Collective responsibility
Most ethical theories, along with most folk's ethical intuitions, hold that a person is morally responsible for an action iff she could have done otherwise. While I see the usefulness of this way of thinking, I think it comes loaded with some metaphysical baggage; I don't think we ever really know if someone could have done otherwise from what he/she actually did do. OK, but let's say we can imagine, in some cases, that someone could have done otherwise. The role of this way of thinking may be to change future incentives in order to shift behavior at the margin in order to decrease socially costly behavior.

But in the case of collective responsibility, we seem to run into a problem: this way of thinking doesn't apply easily to groups. If you say a group could have done otherwise, it seems like you need a way to translate that into individual action. And here we have the real problem: it's obvious that many individual actions are only possible if others act a certain way. That is, someone could only have also differently if others had also acted differently.
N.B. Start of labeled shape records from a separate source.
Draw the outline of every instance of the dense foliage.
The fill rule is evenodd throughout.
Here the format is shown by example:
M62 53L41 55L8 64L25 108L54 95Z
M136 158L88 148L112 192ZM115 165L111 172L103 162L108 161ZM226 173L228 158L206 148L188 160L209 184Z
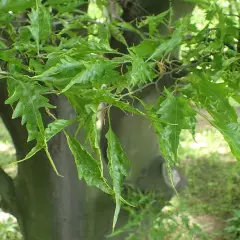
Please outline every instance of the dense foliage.
M181 130L189 129L194 136L196 114L221 132L240 159L240 125L230 104L240 103L239 3L232 1L223 9L216 1L193 2L205 11L201 27L190 15L173 22L171 9L134 23L123 22L120 7L115 13L119 17L113 18L104 0L90 1L89 14L84 0L0 2L0 77L8 82L6 104L14 108L13 118L21 117L26 124L28 141L36 141L23 160L44 149L58 173L47 143L64 131L79 178L115 196L114 222L124 201L121 186L129 163L110 126L106 136L112 183L104 178L96 125L100 103L106 104L106 116L111 106L117 106L148 118L168 166L178 161ZM169 30L167 35L160 33L160 25ZM138 34L141 42L128 46L124 31ZM110 46L111 37L126 46L126 53ZM171 53L180 47L181 61L173 60ZM185 76L178 77L183 71ZM164 76L176 77L176 83L165 89L158 104L142 103L144 110L139 110L128 102L126 97L134 97ZM54 116L50 101L54 95L68 99L74 119ZM42 114L52 118L47 126ZM78 131L85 129L91 153L77 140L78 131L75 136L65 131L73 123L79 125Z

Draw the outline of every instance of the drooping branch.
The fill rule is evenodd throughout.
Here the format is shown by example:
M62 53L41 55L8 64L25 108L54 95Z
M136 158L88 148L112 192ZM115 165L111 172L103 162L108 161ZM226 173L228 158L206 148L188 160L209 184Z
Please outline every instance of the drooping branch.
M18 217L17 201L13 179L0 168L0 207L16 218Z

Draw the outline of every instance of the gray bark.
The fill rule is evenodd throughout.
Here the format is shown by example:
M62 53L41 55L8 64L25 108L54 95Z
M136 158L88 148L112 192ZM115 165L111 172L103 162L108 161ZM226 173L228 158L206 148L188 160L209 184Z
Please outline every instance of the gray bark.
M132 20L136 16L149 14L158 14L168 8L168 1L159 0L138 0L127 4L127 1L122 1L124 8L124 19ZM182 13L179 8L180 0L173 1L178 9L177 13ZM181 3L182 4L182 3ZM192 6L181 5L184 12L190 10ZM186 8L187 6L187 8ZM188 9L189 8L189 9ZM143 10L144 9L144 10ZM178 14L178 15L179 15ZM178 16L179 17L179 16ZM139 39L129 33L126 33L126 38L131 44L137 43ZM122 49L120 43L113 42L112 45ZM156 89L155 89L156 90ZM151 94L155 96L156 92L148 92L143 95ZM7 99L6 82L0 82L0 116L2 117L9 133L13 139L17 158L23 158L33 147L27 143L27 132L24 126L21 125L19 119L12 119L12 109L5 105ZM56 115L58 118L69 119L73 114L71 106L65 98L58 97L52 99L54 105L57 106ZM139 124L143 131L134 131L137 138L143 139L145 135L149 136L147 141L150 144L156 144L154 135L148 134L148 122L143 119L133 116L127 118L122 116L118 118L116 111L115 115L115 131L119 135L124 148L130 155L130 158L135 160L133 171L135 171L134 183L139 183L144 189L154 186L156 188L158 174L151 174L147 171L144 178L139 181L136 179L141 177L142 169L151 169L151 164L155 164L156 157L159 157L159 152L156 150L146 152L144 155L144 166L137 168L136 158L140 158L142 152L134 155L129 149L126 142L126 131L129 129L126 126L137 126ZM114 114L112 115L114 121ZM47 119L46 119L47 121ZM119 128L122 124L123 128ZM71 129L69 129L71 131ZM125 131L125 132L123 132ZM141 144L141 143L139 143ZM141 149L142 146L138 146ZM155 148L154 148L155 149ZM77 170L74 164L73 157L66 144L65 137L62 133L58 134L49 143L49 150L54 159L56 167L61 175L59 177L53 171L49 161L43 152L39 152L32 159L18 164L18 175L14 181L9 178L3 171L0 171L0 195L4 199L5 209L14 214L18 219L25 240L103 240L106 239L106 234L110 233L112 218L114 213L114 202L111 197L100 192L96 188L86 186L83 181L79 181ZM140 155L139 155L140 154ZM135 159L134 159L135 158ZM151 159L152 161L148 161ZM160 163L157 163L160 164ZM153 165L152 165L153 166ZM155 166L155 165L154 165ZM154 167L156 169L156 167ZM146 173L146 171L145 171ZM145 181L150 175L156 176L155 180L150 181L150 185ZM130 176L131 180L131 176ZM127 214L122 211L119 218L119 225L127 221ZM123 236L114 239L124 239Z

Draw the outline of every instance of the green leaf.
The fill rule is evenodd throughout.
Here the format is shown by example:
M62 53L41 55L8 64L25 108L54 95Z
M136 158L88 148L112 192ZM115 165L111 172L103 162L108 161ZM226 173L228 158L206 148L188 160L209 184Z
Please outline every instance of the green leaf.
M35 4L36 0L2 0L0 1L0 10L5 13L9 11L22 12Z
M148 60L153 58L161 58L163 54L168 54L174 49L180 46L182 43L183 36L181 31L174 31L170 40L164 41L160 46L155 50L155 52L149 57Z
M205 75L194 76L193 87L197 91L196 101L211 114L214 120L226 123L237 122L235 109L229 104L230 92L225 83L214 83Z
M66 134L66 138L75 159L79 179L84 178L89 186L98 187L108 194L111 193L105 179L102 177L99 163L76 139L68 134Z
M61 132L64 128L68 127L74 122L74 120L63 120L57 119L54 122L48 124L48 127L45 129L45 139L48 142L51 138L53 138L56 134ZM42 150L45 147L45 143L41 140L37 141L36 146L34 146L31 151L18 162L23 162L31 157L33 157L37 152Z
M67 61L65 59L61 59L61 63L56 64L55 66L47 69L45 72L43 72L40 75L34 76L34 79L38 79L38 80L43 80L50 76L54 76L57 75L59 73L63 73L66 71L70 71L70 70L74 70L77 68L80 68L83 66L82 62L78 62L78 61Z
M211 121L224 139L227 141L233 155L240 161L240 124L239 123L224 123L224 121Z
M162 127L157 127L157 130L163 155L172 164L177 162L181 130L190 129L194 132L196 112L189 106L187 99L181 96L175 97L167 90L165 92L167 98L161 103L157 113L161 120L168 122L168 124L162 124Z
M109 64L106 63L88 63L86 69L77 74L70 83L62 90L66 92L69 88L77 83L87 83L90 81L97 81L98 79L103 78L106 69L109 67Z
M12 117L22 117L21 123L26 123L28 141L31 141L38 137L39 132L44 135L44 126L39 110L53 107L43 96L48 89L29 79L26 81L14 80L14 85L14 92L5 103L13 105L17 102Z
M145 20L141 21L138 25L138 27L143 27L145 25L149 26L149 34L150 36L153 36L155 31L158 30L158 26L163 23L164 18L169 14L170 9L167 11L164 11L162 13L159 13L156 16L148 16Z
M155 76L155 63L145 62L141 57L132 54L132 69L129 72L131 86L151 82Z
M114 24L110 24L109 31L113 38L115 38L117 41L123 43L125 46L128 46L122 32L119 30L119 28L117 26L115 26Z
M113 133L111 126L106 134L108 140L107 156L110 176L113 180L113 191L115 193L116 208L113 219L113 229L117 223L117 218L121 207L121 191L124 176L128 175L129 160L127 159L121 144Z

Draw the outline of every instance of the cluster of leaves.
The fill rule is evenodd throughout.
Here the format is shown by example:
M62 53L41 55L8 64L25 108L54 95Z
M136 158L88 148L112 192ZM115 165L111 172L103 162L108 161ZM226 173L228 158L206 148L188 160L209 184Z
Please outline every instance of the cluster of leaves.
M233 211L233 217L229 218L227 220L227 222L229 222L231 225L229 225L228 227L224 228L224 231L228 232L231 234L231 236L234 239L240 239L239 234L240 234L240 211L239 209L235 209Z
M158 27L165 24L172 29L173 23L167 20L172 11L146 17L133 26L116 19L110 21L108 14L104 14L105 1L96 2L97 17L86 13L88 3L84 0L1 1L0 59L4 64L0 78L8 81L6 104L13 106L13 118L21 117L28 130L28 141L36 141L23 160L44 149L57 172L47 143L63 131L79 178L115 196L115 225L129 163L110 126L106 136L108 168L113 181L112 184L106 181L96 126L99 104L106 103L106 111L116 106L150 119L169 166L177 162L181 130L189 129L194 134L195 115L206 109L209 117L205 117L223 134L234 156L240 159L240 126L236 111L229 104L230 97L240 102L239 15L231 14L237 11L235 8L226 14L214 1L195 0L205 9L207 25L199 30L191 23L190 16L186 16L174 23L174 31L162 36ZM140 43L129 47L124 30L138 34ZM113 49L110 36L121 41L127 53ZM183 45L180 65L169 56ZM125 66L124 72L119 71ZM182 70L189 74L166 90L155 106L143 103L145 110L140 111L124 98ZM123 89L128 93L122 95ZM54 117L51 109L56 106L49 100L52 95L68 99L75 110L74 119ZM53 117L47 126L42 118L44 110ZM86 142L94 154L77 140L78 132L75 136L67 133L65 128L72 123L78 123L78 129L85 128Z
M124 206L124 210L129 212L129 221L111 237L127 233L124 238L127 240L137 240L143 236L146 239L209 239L197 224L192 223L186 214L175 210L160 194L143 194L128 188L126 195L136 208ZM165 210L161 211L164 206Z

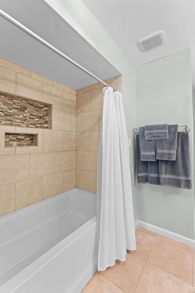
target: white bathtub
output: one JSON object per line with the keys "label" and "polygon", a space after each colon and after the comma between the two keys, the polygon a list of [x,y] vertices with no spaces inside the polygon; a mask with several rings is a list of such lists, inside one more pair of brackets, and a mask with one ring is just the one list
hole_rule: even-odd
{"label": "white bathtub", "polygon": [[96,215],[75,188],[1,217],[1,293],[80,292],[97,269]]}

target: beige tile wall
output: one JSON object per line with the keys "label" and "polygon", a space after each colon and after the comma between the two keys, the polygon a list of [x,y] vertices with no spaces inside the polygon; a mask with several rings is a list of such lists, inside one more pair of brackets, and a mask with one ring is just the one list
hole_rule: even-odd
{"label": "beige tile wall", "polygon": [[[122,91],[122,76],[105,82]],[[0,91],[52,104],[52,129],[0,125],[0,216],[76,186],[96,193],[103,85],[76,91],[0,58]],[[37,133],[37,147],[4,147],[5,132]]]}
{"label": "beige tile wall", "polygon": [[[122,75],[105,81],[122,92]],[[94,193],[103,86],[99,82],[76,91],[76,186]]]}
{"label": "beige tile wall", "polygon": [[[0,126],[0,215],[76,187],[76,91],[0,58],[0,90],[53,105],[52,129]],[[4,147],[4,132],[38,146]]]}

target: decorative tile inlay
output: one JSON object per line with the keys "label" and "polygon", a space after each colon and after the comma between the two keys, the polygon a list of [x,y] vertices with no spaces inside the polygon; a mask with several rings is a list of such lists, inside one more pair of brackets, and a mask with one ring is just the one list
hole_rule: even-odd
{"label": "decorative tile inlay", "polygon": [[37,134],[31,133],[5,134],[5,147],[37,146]]}
{"label": "decorative tile inlay", "polygon": [[49,105],[0,95],[0,125],[48,128]]}

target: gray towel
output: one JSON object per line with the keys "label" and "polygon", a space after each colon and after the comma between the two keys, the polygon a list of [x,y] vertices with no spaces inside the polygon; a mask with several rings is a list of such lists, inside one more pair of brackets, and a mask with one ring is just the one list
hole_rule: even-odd
{"label": "gray towel", "polygon": [[140,147],[142,161],[156,161],[156,141],[146,140],[144,127],[139,128]]}
{"label": "gray towel", "polygon": [[137,182],[160,185],[158,161],[155,162],[141,161],[139,134],[136,135],[136,147]]}
{"label": "gray towel", "polygon": [[159,169],[161,185],[192,189],[188,132],[178,132],[176,161],[160,160]]}
{"label": "gray towel", "polygon": [[168,138],[168,124],[145,125],[144,135],[146,140],[166,139]]}
{"label": "gray towel", "polygon": [[178,129],[177,124],[169,125],[168,139],[156,142],[157,159],[175,161]]}

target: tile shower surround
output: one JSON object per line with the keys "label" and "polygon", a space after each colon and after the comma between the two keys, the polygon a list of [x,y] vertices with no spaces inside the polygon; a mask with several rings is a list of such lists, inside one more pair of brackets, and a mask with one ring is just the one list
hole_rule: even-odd
{"label": "tile shower surround", "polygon": [[49,105],[0,95],[0,125],[49,128]]}
{"label": "tile shower surround", "polygon": [[[106,82],[121,91],[122,78]],[[4,95],[53,105],[52,129],[0,125],[0,215],[76,186],[96,193],[103,86],[76,92],[0,58]],[[5,148],[5,132],[38,134],[38,146]]]}
{"label": "tile shower surround", "polygon": [[5,147],[14,146],[37,146],[35,145],[34,136],[30,133],[5,134]]}
{"label": "tile shower surround", "polygon": [[[122,75],[105,81],[122,91]],[[98,82],[76,91],[76,186],[94,193],[104,86]]]}
{"label": "tile shower surround", "polygon": [[[36,103],[39,114],[43,104],[53,108],[51,129],[0,125],[2,215],[76,187],[76,91],[1,58],[0,91]],[[5,147],[5,132],[38,134],[38,146]]]}

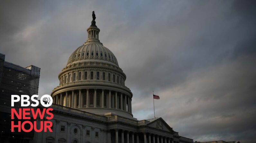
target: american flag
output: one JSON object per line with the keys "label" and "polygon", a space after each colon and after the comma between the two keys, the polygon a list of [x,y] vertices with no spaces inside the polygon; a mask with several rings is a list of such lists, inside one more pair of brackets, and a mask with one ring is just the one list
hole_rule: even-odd
{"label": "american flag", "polygon": [[160,97],[159,96],[155,94],[153,94],[153,98],[156,99],[160,99]]}

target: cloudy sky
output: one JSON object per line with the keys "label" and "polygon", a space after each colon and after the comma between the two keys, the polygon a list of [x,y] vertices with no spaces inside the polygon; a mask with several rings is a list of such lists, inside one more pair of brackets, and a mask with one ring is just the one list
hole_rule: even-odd
{"label": "cloudy sky", "polygon": [[162,117],[180,135],[256,142],[256,4],[250,1],[2,0],[0,53],[41,67],[49,94],[69,56],[99,38],[126,74],[139,120]]}

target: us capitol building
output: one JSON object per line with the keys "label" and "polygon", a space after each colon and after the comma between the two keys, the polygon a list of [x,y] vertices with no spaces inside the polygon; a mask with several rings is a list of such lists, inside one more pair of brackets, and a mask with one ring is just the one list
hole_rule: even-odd
{"label": "us capitol building", "polygon": [[[71,54],[51,96],[53,132],[35,133],[35,143],[193,143],[161,118],[133,117],[133,93],[113,53],[99,39],[93,12],[86,41]],[[45,119],[44,120],[46,120]]]}

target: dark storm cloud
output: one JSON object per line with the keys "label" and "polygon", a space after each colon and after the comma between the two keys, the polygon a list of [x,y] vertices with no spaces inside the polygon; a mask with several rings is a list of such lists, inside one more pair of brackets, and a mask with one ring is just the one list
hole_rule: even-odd
{"label": "dark storm cloud", "polygon": [[58,85],[95,10],[101,41],[126,75],[135,118],[153,116],[154,90],[156,115],[180,135],[256,141],[254,1],[1,3],[0,52],[41,68],[39,94]]}

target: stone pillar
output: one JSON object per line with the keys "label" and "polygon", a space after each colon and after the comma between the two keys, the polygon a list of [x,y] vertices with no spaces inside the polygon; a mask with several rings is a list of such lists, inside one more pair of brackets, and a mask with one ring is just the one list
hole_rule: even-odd
{"label": "stone pillar", "polygon": [[101,107],[104,107],[104,89],[102,89],[101,93]]}
{"label": "stone pillar", "polygon": [[118,142],[118,129],[116,129],[115,130],[115,142]]}
{"label": "stone pillar", "polygon": [[82,108],[82,104],[81,104],[82,100],[82,93],[81,89],[79,89],[79,101],[78,102],[78,106],[79,108]]}
{"label": "stone pillar", "polygon": [[108,94],[108,108],[111,108],[111,90],[109,90],[109,93]]}
{"label": "stone pillar", "polygon": [[155,139],[155,135],[152,135],[152,137],[153,138],[153,143],[156,143],[156,140]]}
{"label": "stone pillar", "polygon": [[66,91],[66,97],[65,99],[65,106],[66,107],[69,106],[69,103],[68,103],[68,92]]}
{"label": "stone pillar", "polygon": [[130,98],[130,112],[132,113],[132,98]]}
{"label": "stone pillar", "polygon": [[150,133],[149,133],[148,138],[148,143],[151,143],[151,137]]}
{"label": "stone pillar", "polygon": [[117,109],[117,92],[115,92],[115,109]]}
{"label": "stone pillar", "polygon": [[56,96],[53,97],[53,102],[52,103],[54,104],[56,104]]}
{"label": "stone pillar", "polygon": [[128,112],[130,112],[130,97],[128,96],[127,97],[127,111]]}
{"label": "stone pillar", "polygon": [[110,131],[108,130],[107,131],[107,143],[111,143],[111,132]]}
{"label": "stone pillar", "polygon": [[123,93],[121,93],[121,97],[120,97],[121,99],[121,101],[120,103],[121,104],[120,106],[121,107],[121,110],[123,110]]}
{"label": "stone pillar", "polygon": [[127,131],[126,133],[126,140],[127,143],[129,143],[129,131]]}
{"label": "stone pillar", "polygon": [[62,96],[62,93],[60,93],[60,104],[61,106],[63,106],[63,97]]}
{"label": "stone pillar", "polygon": [[134,143],[134,133],[132,133],[132,143]]}
{"label": "stone pillar", "polygon": [[123,139],[123,130],[122,130],[121,132],[121,143],[124,143],[124,139]]}
{"label": "stone pillar", "polygon": [[96,105],[97,105],[97,89],[94,89],[94,108],[96,107]]}
{"label": "stone pillar", "polygon": [[127,111],[127,99],[126,95],[124,95],[124,110]]}
{"label": "stone pillar", "polygon": [[90,106],[89,97],[89,89],[86,89],[86,108],[89,108]]}
{"label": "stone pillar", "polygon": [[72,100],[71,100],[71,101],[72,102],[72,103],[71,104],[71,108],[74,108],[75,107],[74,107],[74,101],[75,101],[75,100],[74,100],[74,90],[72,90]]}
{"label": "stone pillar", "polygon": [[56,94],[56,104],[59,104],[59,95]]}
{"label": "stone pillar", "polygon": [[144,134],[144,143],[147,143],[147,134],[146,133],[143,133]]}
{"label": "stone pillar", "polygon": [[136,134],[136,143],[139,143],[139,133]]}

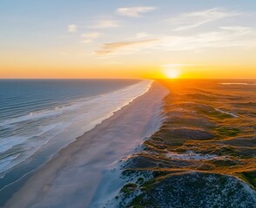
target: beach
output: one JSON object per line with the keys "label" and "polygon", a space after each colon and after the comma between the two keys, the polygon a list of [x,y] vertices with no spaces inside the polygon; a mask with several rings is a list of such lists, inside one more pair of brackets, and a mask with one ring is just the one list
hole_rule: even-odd
{"label": "beach", "polygon": [[61,150],[4,207],[88,207],[104,174],[161,125],[168,89],[149,91]]}

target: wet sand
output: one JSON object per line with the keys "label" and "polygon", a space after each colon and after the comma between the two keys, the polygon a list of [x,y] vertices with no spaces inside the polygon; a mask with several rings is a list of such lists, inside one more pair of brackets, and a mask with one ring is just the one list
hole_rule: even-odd
{"label": "wet sand", "polygon": [[167,94],[153,83],[146,94],[63,149],[4,207],[87,207],[104,172],[159,127]]}

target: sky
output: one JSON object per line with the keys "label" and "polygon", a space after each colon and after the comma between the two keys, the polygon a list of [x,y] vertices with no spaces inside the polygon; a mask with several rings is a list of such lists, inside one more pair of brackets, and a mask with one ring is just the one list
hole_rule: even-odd
{"label": "sky", "polygon": [[255,0],[1,0],[0,78],[253,78]]}

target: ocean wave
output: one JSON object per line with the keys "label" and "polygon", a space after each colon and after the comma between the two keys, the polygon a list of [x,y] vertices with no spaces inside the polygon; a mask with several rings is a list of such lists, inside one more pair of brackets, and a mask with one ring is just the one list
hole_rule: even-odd
{"label": "ocean wave", "polygon": [[152,83],[152,81],[142,81],[111,93],[77,99],[64,106],[31,112],[24,116],[2,121],[0,127],[9,127],[9,132],[12,129],[15,131],[14,135],[1,138],[0,153],[14,153],[17,146],[22,149],[22,153],[15,158],[11,153],[5,161],[0,163],[1,175],[33,156],[42,146],[47,145],[51,140],[61,144],[58,149],[71,143],[111,117],[114,112],[147,92]]}

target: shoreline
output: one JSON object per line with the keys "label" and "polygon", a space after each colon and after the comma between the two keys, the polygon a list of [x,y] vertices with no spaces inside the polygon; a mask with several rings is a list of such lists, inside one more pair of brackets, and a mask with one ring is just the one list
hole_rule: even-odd
{"label": "shoreline", "polygon": [[104,172],[156,130],[167,92],[154,82],[145,94],[62,149],[4,207],[89,205]]}

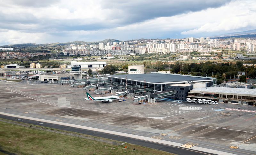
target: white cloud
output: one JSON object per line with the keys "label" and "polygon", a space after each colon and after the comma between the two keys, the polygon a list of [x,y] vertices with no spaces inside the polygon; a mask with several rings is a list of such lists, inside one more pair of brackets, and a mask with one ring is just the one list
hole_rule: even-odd
{"label": "white cloud", "polygon": [[256,28],[253,0],[224,5],[226,1],[221,0],[218,5],[213,0],[10,1],[0,0],[1,45],[182,38]]}
{"label": "white cloud", "polygon": [[192,20],[198,22],[198,25],[181,34],[191,35],[255,28],[256,21],[253,19],[256,17],[255,8],[255,1],[238,0],[219,8],[193,13],[193,16],[197,18]]}

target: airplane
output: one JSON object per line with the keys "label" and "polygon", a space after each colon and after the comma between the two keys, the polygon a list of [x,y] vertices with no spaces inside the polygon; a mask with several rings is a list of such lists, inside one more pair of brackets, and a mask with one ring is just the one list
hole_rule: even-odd
{"label": "airplane", "polygon": [[88,93],[86,93],[87,98],[84,98],[87,100],[94,101],[102,101],[102,102],[107,103],[108,102],[112,102],[113,100],[119,100],[120,98],[115,96],[110,96],[104,97],[93,97]]}

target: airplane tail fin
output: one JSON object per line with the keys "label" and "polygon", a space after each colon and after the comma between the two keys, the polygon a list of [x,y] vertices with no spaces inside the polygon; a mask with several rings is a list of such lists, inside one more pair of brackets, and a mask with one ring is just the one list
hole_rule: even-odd
{"label": "airplane tail fin", "polygon": [[87,98],[88,99],[88,100],[94,100],[94,99],[93,97],[92,97],[92,96],[89,93],[86,92],[86,95],[87,95]]}

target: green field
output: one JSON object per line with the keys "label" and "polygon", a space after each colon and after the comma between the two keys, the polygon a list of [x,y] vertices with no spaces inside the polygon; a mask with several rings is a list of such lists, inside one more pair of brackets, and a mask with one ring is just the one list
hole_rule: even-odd
{"label": "green field", "polygon": [[[128,147],[124,149],[124,146]],[[138,145],[116,146],[0,121],[0,154],[172,154]]]}

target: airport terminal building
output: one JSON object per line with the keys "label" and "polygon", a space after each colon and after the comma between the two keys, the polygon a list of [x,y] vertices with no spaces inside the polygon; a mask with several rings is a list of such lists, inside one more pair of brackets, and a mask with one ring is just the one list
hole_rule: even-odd
{"label": "airport terminal building", "polygon": [[[153,93],[175,90],[175,94],[170,98],[185,100],[188,92],[195,88],[215,86],[214,78],[167,74],[156,72],[150,73],[114,75],[106,76],[112,82],[120,82],[125,84],[134,84],[146,88]],[[198,84],[199,84],[198,85]]]}

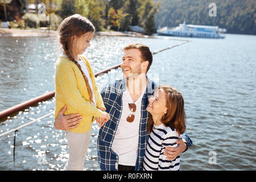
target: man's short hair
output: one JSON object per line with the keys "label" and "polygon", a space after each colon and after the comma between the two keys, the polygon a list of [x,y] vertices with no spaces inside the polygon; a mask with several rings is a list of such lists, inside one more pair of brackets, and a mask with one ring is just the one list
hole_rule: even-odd
{"label": "man's short hair", "polygon": [[147,68],[147,72],[150,68],[150,66],[152,64],[152,62],[153,61],[153,56],[152,55],[152,52],[150,51],[150,49],[148,46],[139,44],[131,44],[125,46],[122,51],[127,51],[129,49],[138,49],[141,51],[141,57],[143,61],[148,61],[148,65]]}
Now, there are cases where an individual could plausibly have been able to induce others to behave in this way, but there are also many cases where this isn't the case. In such cases, how can we attribute responsibility in a way that can be sensibly applied to all individuals in a group?

I think a plausible answer to this question goes something like this:
When we attribute responsibility for some outcome to some group, one thing we want to do is to induce that group to develop social practices that will make this outcome less likely in the future. Such practices may only be possible with widespread changes in behavior among all, or a sufficient number of members of the group. I think social norms that guide a lot of behavior are like this: they require most  members to opt in. And I think perception of  collective responsibility within a group may induce a change of behavior that can change social norms and, thus, social outcomes.

Collective guilt
In some usages, 'guilt' and 'responsibility' may be used interchangeably, but I want to argue that, in cases dealing with social outcomes, it is more useful to make a distinction. I think 'guilt' ought to be used only to apply to those we actually punish. Part of the reason for this is rhetorical and pragmatic. People seem to recoil at most suggestions of collective guilt, and probably rightly so. For one thing, guilt also has a connotation of exclusion; once we ascribe guilt, the common understanding is that those who aren't guilty are off the hook. It also has a connotation of finality; once we've found out who is guilty, we punish them, or make them give compensation, and then we're finished. With many social problems, however, thing are more complicated than this kind of thinking allows for.

Application and conclusion
Let me try to apply this thinking to a concrete case to make it clearer. Suppose we attribute the atrocities committed by the Japanese military and occupying authorities from 1932-1946 to a collective failure among the Japanese people at the time to curb the highly nationalistic and militaristic tendencies in Japanese society at that time.

We may say that those people who committed the atrocities, and those who ordered them, or even knowingly allowed them to occur, are clearly guilty in some sense. We may even hold guilty all Japanese who were of a certain age at that time- though in a different sense; we're not going to throw all of them in prison, but we may, say, want them to feel guilty in order to change their behavior in the future.

But it seems pretty absurd to hold most Japanese people alive today to be guilty for those crimes. After all, they weren't even alive at the time, or they were children.And assigning guilt in this way may fuel resentment among Japanese people, or bigotry against Japanese people.

 But we may want to attribute some kind of collective responsibility- not for what happened then, but to do better in the future- to develop better social norms, institutions, and practices so that the Japanese military will never again act in such a way. After all, norms and institutions are sticky- they don't change overnight, and they depend on many bottom-up social phenomena- not only on policy or actions by leaders, but also on the actions of all people within the group.

Of course, we do a lot more than this. We also encourage policies, act in international diplomacy, etc. But this kind of assigning of responsibility is one of the things we may do.


I hope these ideas are useful in helping us understand some important problems we face in our society, and in addressing these problems. In the future, I plan to elaborate on these ideas.